Recapitulation of the current structural data on the fusion core of the SARS CoV glycoprotein S. The left panel (framed in red) displays the structure described in this report in a ribbons representation in which the three HR1 segments are in primary colors and HR2 in grey. The other three panels are labeled with the corresponding PDB accession code of the structure depicted (pdb codes 1BEQ and 1BEZ from Supekar et al., 2004, and 1WNC from Xu et al., 2004b). In all panels, both the trimeric molecule (top) and one subunit (bottom) are displayed. All panels are colored identically, with segments containing amino acids that are not present in our current model (in the left panel) colored white.
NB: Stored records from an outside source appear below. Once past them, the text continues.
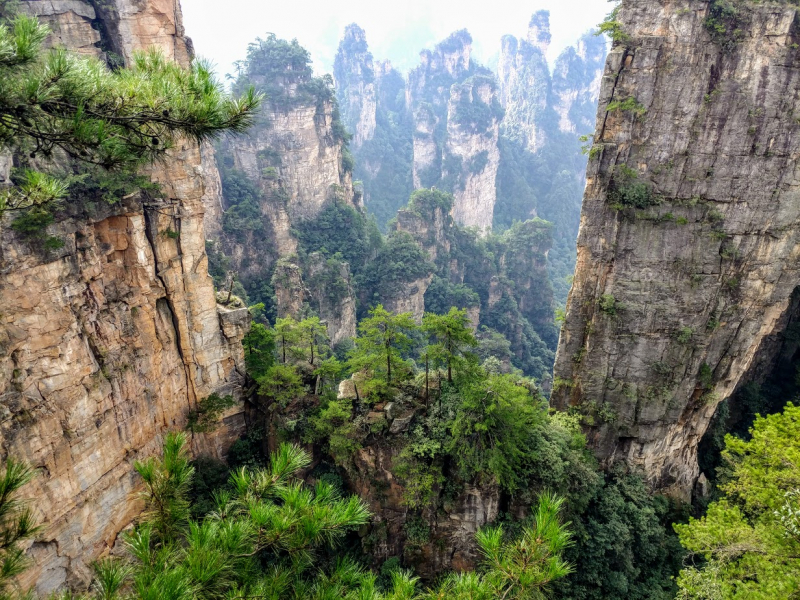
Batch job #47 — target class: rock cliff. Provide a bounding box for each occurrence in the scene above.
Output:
[206,39,358,341]
[0,0,249,594]
[333,23,377,150]
[497,10,550,152]
[406,30,502,232]
[553,0,800,497]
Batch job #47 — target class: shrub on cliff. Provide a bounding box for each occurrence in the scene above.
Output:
[675,403,800,600]
[0,10,260,239]
[36,434,572,600]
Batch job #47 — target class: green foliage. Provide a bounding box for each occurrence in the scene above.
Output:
[606,164,660,210]
[356,232,434,316]
[675,327,694,345]
[675,403,800,600]
[306,397,363,465]
[598,294,621,317]
[11,206,55,237]
[596,5,631,44]
[446,375,544,491]
[65,165,161,206]
[296,202,380,273]
[606,96,647,118]
[0,458,41,600]
[408,189,453,218]
[0,16,260,209]
[425,275,481,314]
[57,436,572,600]
[554,469,683,600]
[189,456,231,519]
[703,0,746,54]
[134,433,194,544]
[349,304,417,396]
[256,363,305,406]
[186,392,236,433]
[422,307,478,383]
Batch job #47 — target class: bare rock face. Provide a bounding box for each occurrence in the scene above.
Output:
[0,0,249,594]
[333,23,377,149]
[497,10,550,152]
[223,102,355,221]
[550,32,606,135]
[443,77,500,232]
[383,274,433,323]
[553,0,800,497]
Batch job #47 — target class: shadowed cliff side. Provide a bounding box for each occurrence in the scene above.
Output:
[553,0,800,497]
[0,0,250,594]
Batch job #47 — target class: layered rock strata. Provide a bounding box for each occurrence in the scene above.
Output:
[553,0,800,497]
[0,0,249,594]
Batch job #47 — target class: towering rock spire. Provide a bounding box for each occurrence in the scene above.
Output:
[497,11,550,152]
[552,0,800,498]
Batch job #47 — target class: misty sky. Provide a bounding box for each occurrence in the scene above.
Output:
[181,0,612,75]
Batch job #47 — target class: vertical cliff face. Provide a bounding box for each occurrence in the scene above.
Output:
[333,23,377,150]
[442,76,500,231]
[406,31,502,231]
[553,0,800,496]
[550,33,606,134]
[497,10,550,152]
[0,0,249,594]
[333,25,413,230]
[212,44,362,342]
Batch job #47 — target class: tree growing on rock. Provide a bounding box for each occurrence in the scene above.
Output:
[422,306,478,383]
[349,304,418,395]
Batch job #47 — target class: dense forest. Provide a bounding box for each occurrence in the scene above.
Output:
[0,0,800,600]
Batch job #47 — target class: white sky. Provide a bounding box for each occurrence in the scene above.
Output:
[181,0,612,75]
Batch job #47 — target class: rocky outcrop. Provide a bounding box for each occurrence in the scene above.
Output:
[550,32,606,135]
[209,47,362,341]
[0,0,249,594]
[306,252,356,346]
[351,442,500,580]
[222,102,355,224]
[553,0,800,497]
[442,76,500,232]
[406,31,502,232]
[333,23,377,150]
[497,10,550,152]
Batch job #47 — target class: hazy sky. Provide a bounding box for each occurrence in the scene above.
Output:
[181,0,611,75]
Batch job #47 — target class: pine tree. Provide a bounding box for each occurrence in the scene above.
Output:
[350,304,418,391]
[0,15,261,212]
[0,459,40,600]
[422,306,478,383]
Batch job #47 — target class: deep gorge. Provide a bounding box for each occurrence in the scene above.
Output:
[0,0,800,599]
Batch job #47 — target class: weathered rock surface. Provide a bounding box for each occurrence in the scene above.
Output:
[443,77,500,232]
[497,10,550,152]
[214,61,362,343]
[307,252,356,346]
[553,0,800,497]
[333,23,377,149]
[350,422,500,580]
[406,31,502,232]
[0,0,249,594]
[550,32,606,135]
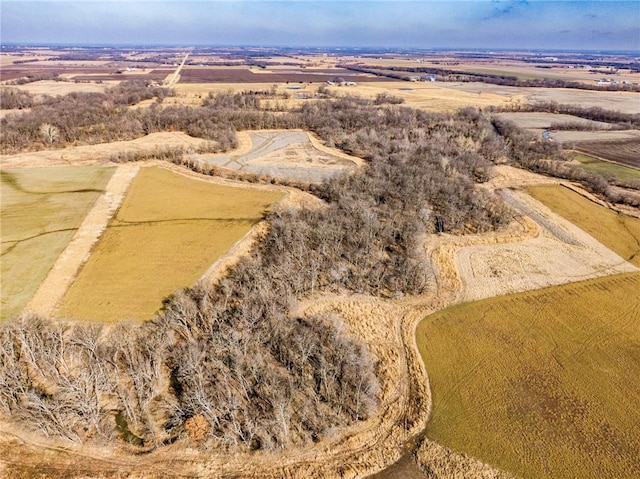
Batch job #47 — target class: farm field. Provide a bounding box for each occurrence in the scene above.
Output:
[180,66,384,83]
[417,273,640,478]
[436,82,640,114]
[573,153,640,181]
[57,168,282,321]
[495,112,611,130]
[200,131,362,182]
[527,185,640,266]
[0,166,114,320]
[576,136,640,168]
The images are all at the same scale, with the horizontal bars providing a means to align them so that the N-terminus of the HR2 helix is at the same height in each panel. The bottom panel indicates the number of the N- and C-terminal ends of the constructs represented. At the top, a roughly-to-scale diagram of a putative “fused membrane”, with its aliphatic portion in blue and the hydrophilic lipid heads in orange, is drawn at about the expected distance from the structures, as deduced from the amino acids that are missing between the N- and C-termini and the membrane interacting segments of the protein, the N-terminal fusion peptide and the C-terminal trans-membrane region.

Supplementary Fig. 1

Mechanism of stutter formation. Examination of crick's angles along the helix (A) shows a progressive decrease of the values at each position. This reflects the regular 3.64 residues per turn observed in the helix and constant phase yield between successive residues of 98.9° rather than 3.5 and 102.8° expected for a perfect coiled coil. Thus, to keep in phase hydrophobic residues, a stutter must be inserted which cause a shift of around 50° in all values. At each stutter position (arrow), an increase of the local coiled coil radius is observed (B). Crick's angles and coiled coil radius calculation were made with Twister program (Strelkov and Burkhard, 2002).

Supplementary Fig. 2

Hydrophobic Cluster Analysis. Hydrophobic Cluster Analysis (Gaboriaud, 1987) Plot for HR1 and TM regions (A) and HR2, TM and cytoplasmic tail (B).